Barry Ikengreen, a professor of economics at the University of California, Berkeley, who is considered a scholar in international currency and financial systems, predicted the continued strength of the dollar in his keynote speech on the same day, citing the growing risk of a global recession as the reason. “The dollar is highly likely to rise in the future,” he said, adding that the U.S. Federal Reserve’s rate hike, Russia’s invasion of Ukraine, soaring global energy and food prices, and the escalating conflict between the U.S. and China created a “difficulty”. Diagnosed. In the foreign exchange market, if the won value per dollar has fallen to the lowest level since the global financial crisis, and the dollar strengthens, it is predicted that the won value will fall further.

Professor Icongreen diagnosed that the current situation is similar to that in the early 1980s, when the war on prices was waged. “Few people see inflation as temporary right now,” he said. “There are several measures, such as lowering fuel taxes and selective price control, to control inflation, but the Fed and the Joe Biden administration do not see these as effective and are only relying on the Fed,” he said.

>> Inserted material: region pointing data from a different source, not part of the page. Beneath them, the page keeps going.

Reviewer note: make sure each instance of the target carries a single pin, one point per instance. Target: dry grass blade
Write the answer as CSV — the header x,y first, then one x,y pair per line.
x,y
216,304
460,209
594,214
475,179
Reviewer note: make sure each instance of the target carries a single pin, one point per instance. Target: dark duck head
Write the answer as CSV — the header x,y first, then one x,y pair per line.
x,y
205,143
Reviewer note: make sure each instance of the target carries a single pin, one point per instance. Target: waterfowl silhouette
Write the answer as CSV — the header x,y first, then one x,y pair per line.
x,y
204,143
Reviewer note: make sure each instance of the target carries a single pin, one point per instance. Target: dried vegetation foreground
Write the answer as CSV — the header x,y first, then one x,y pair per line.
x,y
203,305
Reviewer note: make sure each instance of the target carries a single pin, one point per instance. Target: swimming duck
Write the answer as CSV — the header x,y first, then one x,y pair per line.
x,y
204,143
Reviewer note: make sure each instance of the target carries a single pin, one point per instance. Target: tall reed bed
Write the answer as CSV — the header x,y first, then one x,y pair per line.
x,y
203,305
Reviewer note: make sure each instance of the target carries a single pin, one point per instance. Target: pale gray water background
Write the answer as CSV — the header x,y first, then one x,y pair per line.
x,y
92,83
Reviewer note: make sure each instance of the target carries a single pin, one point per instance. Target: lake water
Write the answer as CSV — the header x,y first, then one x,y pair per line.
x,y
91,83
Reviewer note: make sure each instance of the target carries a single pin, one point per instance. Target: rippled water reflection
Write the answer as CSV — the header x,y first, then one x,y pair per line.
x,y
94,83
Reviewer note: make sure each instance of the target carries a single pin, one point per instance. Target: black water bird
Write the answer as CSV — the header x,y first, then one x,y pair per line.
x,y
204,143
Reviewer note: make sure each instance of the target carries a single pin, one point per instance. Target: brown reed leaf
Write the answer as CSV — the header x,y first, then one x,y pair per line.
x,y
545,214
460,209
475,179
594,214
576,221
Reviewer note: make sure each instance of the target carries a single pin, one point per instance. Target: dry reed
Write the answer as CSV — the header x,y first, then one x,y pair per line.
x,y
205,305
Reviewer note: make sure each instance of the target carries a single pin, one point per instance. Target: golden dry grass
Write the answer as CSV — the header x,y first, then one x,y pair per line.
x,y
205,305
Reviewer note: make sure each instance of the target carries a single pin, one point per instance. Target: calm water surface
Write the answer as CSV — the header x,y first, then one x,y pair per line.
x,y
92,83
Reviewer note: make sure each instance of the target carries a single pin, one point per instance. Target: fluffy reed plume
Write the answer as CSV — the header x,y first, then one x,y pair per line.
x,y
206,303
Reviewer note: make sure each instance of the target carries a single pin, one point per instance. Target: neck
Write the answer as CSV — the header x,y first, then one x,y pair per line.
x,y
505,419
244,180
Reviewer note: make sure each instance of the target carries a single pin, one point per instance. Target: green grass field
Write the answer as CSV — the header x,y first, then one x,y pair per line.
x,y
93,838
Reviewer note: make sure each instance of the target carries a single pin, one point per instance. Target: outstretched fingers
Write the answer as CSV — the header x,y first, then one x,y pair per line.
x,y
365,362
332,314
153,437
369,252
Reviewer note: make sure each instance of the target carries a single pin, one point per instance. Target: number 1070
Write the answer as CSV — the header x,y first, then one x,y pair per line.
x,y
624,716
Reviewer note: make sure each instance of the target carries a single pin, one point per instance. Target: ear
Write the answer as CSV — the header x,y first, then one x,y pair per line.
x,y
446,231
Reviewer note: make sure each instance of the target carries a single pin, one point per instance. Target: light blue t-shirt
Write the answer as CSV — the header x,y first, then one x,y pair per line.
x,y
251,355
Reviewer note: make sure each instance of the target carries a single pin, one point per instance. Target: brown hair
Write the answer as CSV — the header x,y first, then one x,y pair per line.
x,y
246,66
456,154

“The current market liquidity is so loose that we expect the monetary tightening to be bigger than most forecasts,” he said. “The Federal Open Market Committee (FOMC) has five sessions left this year, and even if it raises by 50 basis points each time, monetary policy remains accommodative as the base rate is below 4.5%.” “We may have to raise rates next year after raising rates throughout the year,” he said. “If the currency tightens, the dollar will strengthen even more,” said Professor Icongreen. “If not as much of a austerity shock as Paul Volcker, it could have a far greater impact than the Fed and financial market players expected,” he said. Since taking office in 1979, former Fed Chairman Volcker has implemented strong monetary tightening, raising the interest rate from 10% a year to 22% in six months.

After that, Steve Bryce, chief investment strategist for Standard Chartered Group’s global investment division, gave a keynote speech, predicting that the dollar’s value will rise for a while and then turn weak in the second half of the year. It is a slightly different outlook from Professor Icon Green.

Rather, Bryce investment strategist said the current recession concerns are overblown and it is time to buy stocks. “It is relatively normal for stock prices to adjust after the economic expansion,” he said. “There is a lot of talk about stagflation, and even though growth expectations have been lowered, growth in developed countries is still solid,” he said. For example, even if Europe’s economic growth rate is lowered to 2.5%, it is still high compared to the past growth rate. Investment strategist Bryce predicted that inflationary pressure would also peak in the first half of this year and then begin to decline from the second half. “If economic growth slows significantly or inflation expectations fall, the Fed will shift from tightening to easing again,” he said.

Geopolitical issues are also difficult to have a long-term impact on stock prices. “Of course, the Russian invasion of Ukraine is a risk that should never be underestimated,” he said.

He preferred the energy and financial sectors as sectors with promising stock investment. “Last year there was a structural underinvestment in oil production capacity,” he said. He also recommended buying gold along with stocks. He said, “When increasing the proportion of stocks, increasing the proportion of gold together is an effective hedging method,” he said.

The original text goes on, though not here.